Suriye halkının ayaklanması, bir yandan Batı’nın emperyalist müdahalesinin, bir yandan Baas’ı destekleyen Rusya önderliğindeki küresel ve bölgesel güçlerin, bir yandan da Suriye halkının iradesini hiçe sayan radikal İslamcıların devrimi çalma tehditleriyle karşı karşıya. AKP ise Gezi direnişi aktivistlerini ve onların yakaladığı toplumsal meşruiyeti bölmeye çalışıyor.
Halkı yüzde 50’ye yüzde 50 ayrıştırmak istiyor. Biz yüzde 99’uz ve Kürtlere, LGBT bireylere, kadınlara, gençlere, Alevilere, Ermenilere, başörtülülere, tüm ezilenlere özgürlük istiyoruz! Marksizm 2013 Güz’de, bu hattı savunan, özgürlükçü bir sol alternatifi inşa etmek isteyen yüzlerce aktivist, hem Türkiye ve dünya gündemindeki bu direnişleri tartışıp derslerini çıkarmaya çalışacaklar, hem de bundan sonrasındaki hareketleri nasıl inşa edeceklerini ele alarak Marksizm toplantılarını aynı zamanda bir eylemlilik sürecinin başlangıcı hâline getirecekler.

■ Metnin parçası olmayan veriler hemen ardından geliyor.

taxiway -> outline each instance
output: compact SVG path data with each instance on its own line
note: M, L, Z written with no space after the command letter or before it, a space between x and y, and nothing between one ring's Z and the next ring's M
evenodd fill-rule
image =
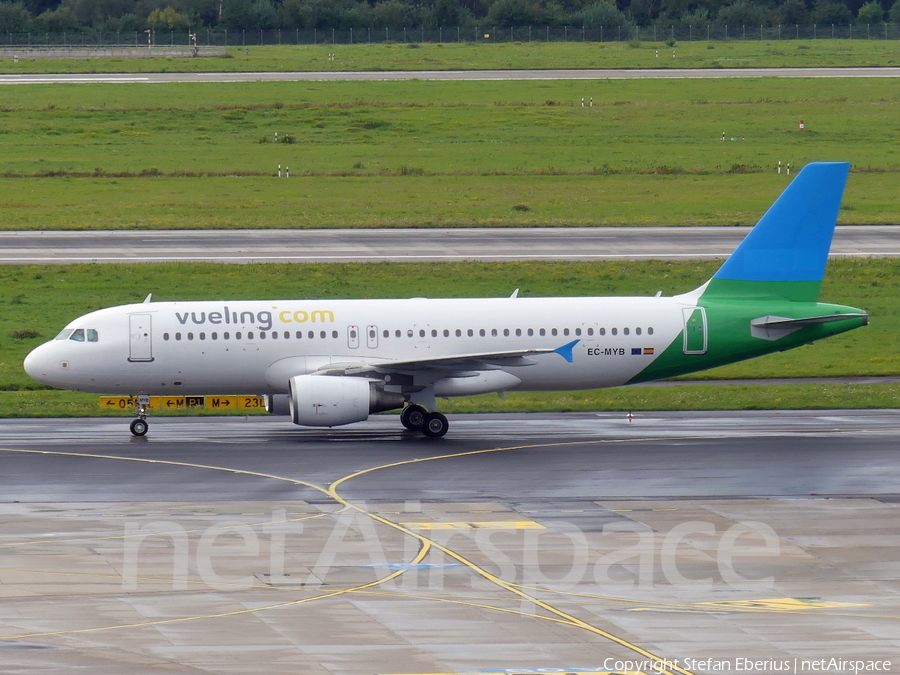
M393 415L126 421L0 427L10 668L686 675L900 650L897 411L457 415L440 441Z
M0 263L723 259L748 227L0 232ZM896 257L897 226L838 226L832 257Z

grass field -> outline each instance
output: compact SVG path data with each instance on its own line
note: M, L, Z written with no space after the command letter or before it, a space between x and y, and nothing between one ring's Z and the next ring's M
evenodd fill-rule
M362 70L484 70L545 68L780 68L900 65L896 40L682 41L666 47L649 39L627 42L455 43L455 31L443 44L330 43L305 46L233 46L226 58L166 59L19 59L0 61L0 73L258 72ZM860 36L865 35L865 28ZM483 34L483 33L482 33ZM573 33L578 34L578 33ZM410 33L412 35L412 33ZM873 28L871 33L879 33ZM365 39L365 38L363 38ZM412 38L411 38L412 39ZM285 31L285 40L290 40ZM672 52L675 57L672 57ZM334 60L329 59L334 54Z
M752 224L777 163L815 160L854 165L841 223L900 213L894 79L34 85L0 107L3 229Z
M43 391L22 371L34 346L88 311L154 299L352 298L547 295L666 295L699 286L711 262L434 263L346 265L141 264L3 266L0 284L0 416L86 414L96 397ZM861 307L871 325L791 352L699 374L704 378L900 375L894 349L900 331L900 261L840 260L829 265L823 299ZM34 391L28 391L29 389ZM253 392L235 392L253 393ZM563 394L520 394L458 401L448 410L727 409L889 407L900 387L789 385L632 388ZM87 408L85 407L87 406ZM472 406L475 406L474 408ZM542 408L541 406L547 406Z

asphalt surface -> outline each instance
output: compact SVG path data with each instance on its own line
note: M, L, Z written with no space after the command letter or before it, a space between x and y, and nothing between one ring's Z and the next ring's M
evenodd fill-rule
M0 670L896 672L898 445L897 411L4 421Z
M296 427L286 417L151 417L150 423L150 433L135 438L121 419L4 420L0 447L224 462L267 474L299 472L318 485L348 469L523 447L490 459L448 460L440 472L406 467L373 473L348 485L346 495L354 499L900 496L900 411L638 413L632 422L622 413L453 415L450 432L437 442L406 432L395 415L328 430ZM554 441L572 445L557 448ZM606 441L614 443L605 447ZM26 473L13 463L23 463ZM213 474L198 480L189 472L187 480L173 480L170 469L135 472L114 464L95 472L92 462L72 457L4 456L0 495L68 501L87 490L92 501L154 501L268 494L261 478Z
M725 258L746 227L0 232L0 263ZM832 256L900 255L900 228L839 226Z
M0 75L3 84L160 82L312 82L352 80L635 80L725 79L747 77L900 77L900 68L659 68L647 70L409 70L281 73L141 73Z

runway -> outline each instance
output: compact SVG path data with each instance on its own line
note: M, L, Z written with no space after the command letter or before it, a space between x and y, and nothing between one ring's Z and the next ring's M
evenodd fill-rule
M0 232L0 263L726 258L747 227ZM900 255L900 228L838 226L833 257Z
M6 668L797 674L900 648L898 411L126 422L0 426Z
M648 68L548 70L406 70L262 73L135 73L0 75L3 84L153 84L199 82L317 82L357 80L635 80L747 77L900 77L900 68Z

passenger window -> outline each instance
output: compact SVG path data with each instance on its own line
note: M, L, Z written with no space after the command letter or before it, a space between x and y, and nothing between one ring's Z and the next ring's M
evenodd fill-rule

İstanbul’da 3-6 Ekim tarihleri arasında Taksim Hill Otel’de yapılacak toplantılara, Mısır, Suriye, Lübnan, İngiltere ve Rojava’dan da sosyalistler katılacak. Bir yandan Ortadoğu’daki devrimlerin kaderini, bir yandan AKP’nin ekolojik yıkım politikalarını, bir yandan Kürt sorununda barışçış çözümü, bir yandan Ermeni soykırımını ve ırkçılığı, bir yandan ise sosyalist teoriyi tartışacağız. “Başka bir dünya için mücadeleye devam!” diyen herkesle deneyimlerimizi paylaşmak, birlikte tartışmak ve harekete geçmek istiyoruz. (OT/HK)
* Program için tıklayın.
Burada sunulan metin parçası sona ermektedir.